Configure lifecycle hooks¶

Lifecycle hooks in BentoML offers a mechanism to run custom logic at various stages of a Service’s lifecycle. By leveraging these hooks, you can perform setup actions at startup, clean up resources before shutdown, and more.

This document provides an overview of lifecycle hooks and how to use them in BentoML Services.

Understand server lifecycle¶

BentoML’s server lifecycle consists of several stages, each providing a unique opportunity to perform specific tasks:

Deployment hooks. These hooks run before any workers are spawned, making them suitable for one-time global setup tasks. They’re crucial for operations that should occur once, regardless of the number of workers.
Spawn workers. BentoML then spawns worker processes according to the workers configuration specified in the @bentoml.service decorator.
Service initialization and ASGI application startup. During the startup of each worker, any integrated ASGI application begins its lifecycle. This is when the __init__ method of your Service class is executed, allowing for instance-specific initialization.
ASGI application teardown. Finally, as the server shuts down, including the ASGI application, shutdown hooks are executed. This stage is ideal for performing cleanup tasks, ensuring a graceful shutdown.

Configure hooks in a BentoML Service¶

This section provides code examples for configuring different BentoML hooks.

Deployment hooks¶

Deployment hooks are similar to static methods as they do not receive the self argument. You can define multiple deployment hooks in a Service. Use the @bentoml.on_deployment decorator to specify a method as a deployment hook. For example:

import bentoml

@bentoml.service(workers=4)
class HookService:
    # Deployment hook does not receive `self` argument. It acts similarly to a static method.
    @bentoml.on_deployment
    def prepare():
        print("Do some preparation work, running only once.")

    # Multiple deployment hooks can be defined
    @bentoml.on_deployment
    def additional_setup():
        print("Do more preparation work if needed, also running only once.")

    def __init__(self) -> None:
        # Startup logic and initialization code
        print("This runs on Service startup, once for each worker, so it runs 4 times.")

    @bentoml.api
    def predict(self, text) -> str:
        # Endpoint implementation logic

After the Service starts, you can see the following output on the server side in order:

$ bentoml serve

Do some preparation work, running only once. # First on_deployment hook
Do more preparation work if needed, also running only once. # Second on_deployment hook
2024-03-13T03:12:33+0000 [INFO] [cli] Starting production HTTP BentoServer from "service:HookService" listening on http://localhost:3000 (Press CTRL+C to quit)
This runs on Service startup, once for each worker, so it runs 4 times.
This runs on Service startup, once for each worker, so it runs 4 times.
This runs on Service startup, once for each worker, so it runs 4 times.
This runs on Service startup, once for each worker, so it runs 4 times.

Startup hooks¶

Startup hooks are executed during Service initialization, after deployment hooks but before any API endpoints become available. These hooks run once per worker, making them ideal for worker-specific initialization tasks such as establishing database connections or loading resources.

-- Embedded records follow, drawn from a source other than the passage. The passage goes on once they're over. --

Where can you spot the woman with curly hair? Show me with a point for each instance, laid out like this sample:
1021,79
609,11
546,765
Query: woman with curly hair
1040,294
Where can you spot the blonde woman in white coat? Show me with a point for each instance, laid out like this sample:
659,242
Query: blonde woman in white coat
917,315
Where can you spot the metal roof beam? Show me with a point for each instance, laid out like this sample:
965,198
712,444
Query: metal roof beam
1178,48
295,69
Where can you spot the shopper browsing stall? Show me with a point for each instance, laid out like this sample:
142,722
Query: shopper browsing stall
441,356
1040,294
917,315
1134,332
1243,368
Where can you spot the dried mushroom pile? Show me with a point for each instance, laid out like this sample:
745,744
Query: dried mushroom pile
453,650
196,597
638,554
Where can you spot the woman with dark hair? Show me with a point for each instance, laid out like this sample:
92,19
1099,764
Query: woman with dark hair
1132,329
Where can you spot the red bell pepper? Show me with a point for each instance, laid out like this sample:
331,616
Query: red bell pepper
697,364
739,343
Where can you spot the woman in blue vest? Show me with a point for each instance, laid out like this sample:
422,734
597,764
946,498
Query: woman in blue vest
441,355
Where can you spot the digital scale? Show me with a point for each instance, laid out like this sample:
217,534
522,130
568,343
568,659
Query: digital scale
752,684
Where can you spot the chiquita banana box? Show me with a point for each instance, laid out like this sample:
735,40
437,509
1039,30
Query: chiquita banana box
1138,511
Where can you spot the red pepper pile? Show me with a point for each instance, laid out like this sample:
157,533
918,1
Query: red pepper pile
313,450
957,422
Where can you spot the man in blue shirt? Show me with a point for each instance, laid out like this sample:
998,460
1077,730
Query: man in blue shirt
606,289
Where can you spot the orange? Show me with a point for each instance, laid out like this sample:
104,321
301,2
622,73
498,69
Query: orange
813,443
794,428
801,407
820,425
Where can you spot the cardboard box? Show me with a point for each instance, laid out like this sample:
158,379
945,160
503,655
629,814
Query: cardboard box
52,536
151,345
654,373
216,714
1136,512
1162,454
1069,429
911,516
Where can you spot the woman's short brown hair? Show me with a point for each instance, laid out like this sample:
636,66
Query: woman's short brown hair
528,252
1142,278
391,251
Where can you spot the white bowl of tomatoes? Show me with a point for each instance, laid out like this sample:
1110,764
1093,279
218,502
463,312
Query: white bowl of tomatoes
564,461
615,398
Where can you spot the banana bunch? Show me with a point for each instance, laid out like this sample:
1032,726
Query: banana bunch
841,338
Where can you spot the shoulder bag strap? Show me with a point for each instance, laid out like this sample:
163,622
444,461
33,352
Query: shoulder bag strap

Use the @bentoml.on_startup decorator to specify a method as a startup hook. For example:

import bentoml

@bentoml.service(workers=4)
class HookService:
    @bentoml.on_deployment
    def prepare():
        print("Global preparation, runs once before workers start.")

    @bentoml.on_startup
    def init_resources(self):
        # This runs once per worker
        print("Initializing resources for worker.")
        self.db_connection = setup_database()

    @bentoml.on_startup
    async def init_async_resources(self):
        # For async initialization tasks
        print("Async resource initialization for worker.")
        self.cache = await setup_cache()

    @bentoml.api
    def predict(self, text) -> str:
        # Use initialized resources in API endpoints
        return self.db_connection.query(text)

When you start this Service, you’ll see the following output:

$ bentoml serve service:HookService

Global preparation, runs once before workers start. # on_deployment hook
2024-03-13T03:12:33+0000 [INFO] [cli] Starting production HTTP BentoServer from "service:HookService" listening on http://localhost:3000
Initializing resources for worker. # First worker's startup hooks
Async resource initialization for worker.
Initializing resources for worker. # Second worker's startup hooks
Async resource initialization for worker.
Initializing resources for worker. # Third worker's startup hooks
Async resource initialization for worker.
Initializing resources for worker. # Fourth worker's startup hooks
Async resource initialization for worker.

Shutdown hooks¶

Shutdown hooks are executed as a BentoML Service is in the process of shutting down. It allows for the execution of cleanup logic such as closing connections, releasing resources, or any other necessary teardown tasks. You can define multiple shutdown hooks in a Service.

Use the @bentoml.on_shutdown decorator to specify a method as a shutdown hook. For example:

import bentoml

@bentoml.service(workers=4)
class HookService:
    @bentoml.on_deployment
    def prepare():
        print("Do some preparation work, running only once.")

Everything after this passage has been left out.